Animated, American Dreams of Summer

It’s the start of the summer movie season, which offers some relief from reality and more celebration of cinematic American Exceptionalism. With the help of computer generated imagery (CGI) an Americanized Thor is already smiting evil giants. Many are salivating for the unreal, computer enhanced world of movies like Kung Fu Panda 2, Captain America, X-Men: First Class, Transformer: Dark of the Moon and Green Lantern. All potential blockbusters. I’m a childhood fan of the Green Lantern, so it will be fun to leave the world of real problems behind and see the emerald crusader deal justice to powerful CGI-created aliens with my grandsons. The image of a huge green hand swatting evil characters is compelling. And I like the combined message of achievement and serving Justice even if the violence used is a bit too up front compared to say Toy Story.
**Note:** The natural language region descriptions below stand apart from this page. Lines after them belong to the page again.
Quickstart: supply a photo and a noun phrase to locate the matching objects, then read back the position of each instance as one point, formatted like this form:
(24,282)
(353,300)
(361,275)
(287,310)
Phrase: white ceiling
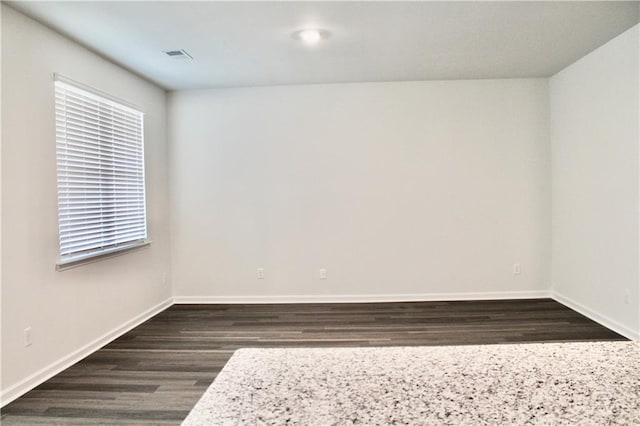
(249,43)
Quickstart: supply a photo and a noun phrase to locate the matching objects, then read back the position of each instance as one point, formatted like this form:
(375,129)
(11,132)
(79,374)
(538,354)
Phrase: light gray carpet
(549,383)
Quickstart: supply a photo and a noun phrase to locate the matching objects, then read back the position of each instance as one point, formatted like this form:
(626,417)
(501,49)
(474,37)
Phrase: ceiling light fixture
(310,36)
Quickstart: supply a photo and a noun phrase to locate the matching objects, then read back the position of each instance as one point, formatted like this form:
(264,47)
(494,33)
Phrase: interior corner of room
(500,188)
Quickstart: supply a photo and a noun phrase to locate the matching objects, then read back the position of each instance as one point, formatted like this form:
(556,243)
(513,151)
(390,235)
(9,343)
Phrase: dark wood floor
(157,372)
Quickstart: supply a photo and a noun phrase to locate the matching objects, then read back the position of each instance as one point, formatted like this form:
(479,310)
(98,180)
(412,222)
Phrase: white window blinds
(100,165)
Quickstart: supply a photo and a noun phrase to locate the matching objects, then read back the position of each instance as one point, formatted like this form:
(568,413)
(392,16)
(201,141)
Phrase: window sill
(74,262)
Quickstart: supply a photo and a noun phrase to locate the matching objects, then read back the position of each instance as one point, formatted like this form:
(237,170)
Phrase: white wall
(407,190)
(66,310)
(594,144)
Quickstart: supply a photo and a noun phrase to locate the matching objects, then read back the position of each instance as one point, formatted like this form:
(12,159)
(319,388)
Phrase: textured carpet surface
(547,383)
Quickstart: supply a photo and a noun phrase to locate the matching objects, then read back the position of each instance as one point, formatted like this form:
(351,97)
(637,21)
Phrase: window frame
(69,258)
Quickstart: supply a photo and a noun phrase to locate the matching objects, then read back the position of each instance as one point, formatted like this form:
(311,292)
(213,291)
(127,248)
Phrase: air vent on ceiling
(177,54)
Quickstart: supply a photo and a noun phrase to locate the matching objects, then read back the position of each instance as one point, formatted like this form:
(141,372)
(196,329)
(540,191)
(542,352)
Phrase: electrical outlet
(516,269)
(27,337)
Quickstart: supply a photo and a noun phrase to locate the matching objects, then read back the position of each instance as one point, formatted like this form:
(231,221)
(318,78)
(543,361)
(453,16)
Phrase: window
(100,166)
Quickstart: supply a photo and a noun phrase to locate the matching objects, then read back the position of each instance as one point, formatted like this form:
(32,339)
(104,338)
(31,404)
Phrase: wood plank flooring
(156,373)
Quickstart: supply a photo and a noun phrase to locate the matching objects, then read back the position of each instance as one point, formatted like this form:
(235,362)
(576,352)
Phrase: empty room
(320,213)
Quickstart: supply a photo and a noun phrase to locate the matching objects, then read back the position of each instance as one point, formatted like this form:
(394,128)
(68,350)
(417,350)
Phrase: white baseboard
(24,386)
(597,317)
(362,298)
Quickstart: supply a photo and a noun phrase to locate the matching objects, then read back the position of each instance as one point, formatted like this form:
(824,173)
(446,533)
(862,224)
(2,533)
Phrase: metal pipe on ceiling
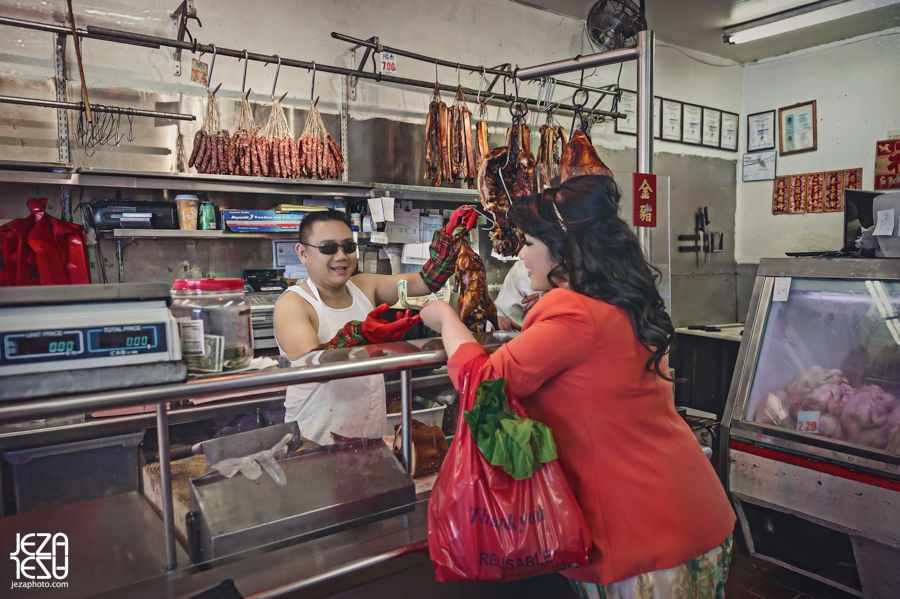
(115,35)
(301,64)
(645,48)
(51,28)
(455,65)
(579,63)
(97,108)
Maybe it's all a comfortable distraction, but the smooth effects that technology-enabled effects allow, stand in contrast to our mired situation in the real world. One thought is, if we can do this why can't we solve REAL problems.
As American summers fill our screen with neat, crisp, wham-bang solutions reality, as in unemployment, rising oil prices and declining home values for many Americans, has no immediate good ending. Real, down-to-earth problems haunt lives back here on the non-animated earth. As many have noted, the Great Recession that started in 2007 continues to echo the unemployment and dim prospects of the Great Depression. One non-obvious comparison is the attraction of youth into the military since times of high unemployment and expensive education make this a more attractive option. But another phenomena is the success of movies. The 1930s weren’t necessarily boom times for all Hollywood dream factories, but there was a serious effort to put out comforting messages. These took many forms and were sometimes a mix of breadlines and champagne - see In Hard Times, the Hoi Polloi Stay in the Picture.
Champagne-style included the Shirley Temple and Fred Astaire musicals, and light, “screwball” comedies (and Marx Brothers) but also King Kong and SF features as harsh economics drove more people to seek cinematic escape. A movie like My Man Godfrey (1936) presents a common man embodying rare common sense in contrast to the foolishness of "privileged" society. These are portrayed as both insularly out of touch with reality, but also unprincipled. There were more critical perspectives offered in more breadline style movies such as Sullivan Travels, Our Daily Bread, and American Madness.


Perhaps we’ll see their like, but for this summer
technology-enabled animations are in the forefront of advertizing. There are now TV, computer games and the social web to comfort and distract. Still Hollywood produces Blockbusters of the American Exceptional sort. They promise to be great distracting comfits. Their appeal is perhaps a bit of the idea of American Exceptionalism that I covered in a previous post. They feed into concepts we want to be proud of. They also give use a sense of doing things or knowing how to do things without really doing things in a way that can be done this side of CGI. And going along with it they are often implicitly militant. I don’t mean militant in the sense used in the phrase "militant atheist". There the term is used to describe an atheist who stands up for his/her values and is bold enough to, as David Niose says, “openly question religious authority or vocally express his or her views about the existence of God,” http://www.psychologytoday.com/em/55708. I’d be happy to see a movie, animated or CGI heavy or not which included such values. It's not even the celebration of Veterans we see on Memorial Day.  No, the militancy I see is the one that take a stance that we are in a continual war with “evil” and that our physical-technical might is key to overcoming it. It's the the continuing hold that violence has on the human psyche, especially when its real consequences are abstracted away. Movies help create a cultural slippery slope celebrating combat and its militant values. As Chris Hedges says, "The communal march against an enemy generates a warm, unfamiliar bond with our neighbors, our community, our nation, wiping out unsettling undercurrents of alienation and dislocation."